Our silly billy Canada cousins (as it turns out) have this rough rumble battle going on between us and them, but most Americans are oblivous to Canada all together. We don't know too much about the norther cold lands and don't see them as someone to battle with. Americans are too busy pissing off countries over the ocean to notice that we have a raggle tag bunch above us who want to play footsie.
That being said, hold the phone:
IS CANADIAN BEER STRONGER THAN AMERICAN BEER? (that just doesn't seem right...)
Mr.Spiess over that Fermentarium has multiple posts on the topic, satisfying my shaking head and turning it into a nod. Aw yes, we win. Again. Not much of surprise, (insert chest puffing and pompous grin).
Think global, drink local
Traveling has made me more of a patriot then I assumed I could be. Double standards like: I can make fun of my country, but you can't followed by, 'yeah, well okay dude, like, I'll agree about the President bit, but leave Busweiser outta this.' When our sweet and sour name calling gets too deep I pull out my finishing move, 'listen, if American wanted to own Canada, we would.

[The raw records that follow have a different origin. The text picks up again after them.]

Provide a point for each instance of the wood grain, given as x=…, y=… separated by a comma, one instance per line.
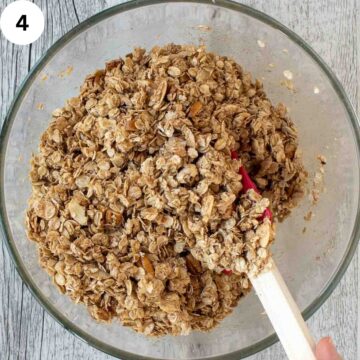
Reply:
x=333, y=30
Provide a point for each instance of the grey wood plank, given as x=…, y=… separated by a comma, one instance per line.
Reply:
x=26, y=333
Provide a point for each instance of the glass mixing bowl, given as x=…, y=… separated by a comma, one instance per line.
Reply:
x=312, y=261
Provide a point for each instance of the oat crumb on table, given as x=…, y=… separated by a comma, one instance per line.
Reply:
x=134, y=183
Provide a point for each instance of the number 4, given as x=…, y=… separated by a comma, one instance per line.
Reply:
x=22, y=23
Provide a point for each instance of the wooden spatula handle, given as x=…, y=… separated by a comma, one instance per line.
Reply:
x=284, y=314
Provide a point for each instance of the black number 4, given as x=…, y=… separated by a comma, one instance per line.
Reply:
x=22, y=23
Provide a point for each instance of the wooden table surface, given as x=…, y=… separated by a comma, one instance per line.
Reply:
x=331, y=27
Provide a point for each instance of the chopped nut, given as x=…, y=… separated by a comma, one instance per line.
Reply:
x=195, y=108
x=137, y=205
x=147, y=265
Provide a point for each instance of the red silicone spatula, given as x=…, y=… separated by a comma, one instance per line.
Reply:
x=277, y=301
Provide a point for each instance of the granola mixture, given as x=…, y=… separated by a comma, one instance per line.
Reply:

End of story. We took Alaska and left all the shitty blank stuff in the middle to the French.'
No real offense intended of course, because there are a million things that we (the American government) do without true use of our democratic rights. For every back country thing I can spit about the Canadians, they have a dozen or more things to toss back. It's imbarassing how little footing my country has to stand on, 'um, yeah but like, we have the Kardashians. Wait, is that point for your side or mine?'
[caption id="attachment_1230" align="alignright" width="640"] Please do not define America by our Television[/caption]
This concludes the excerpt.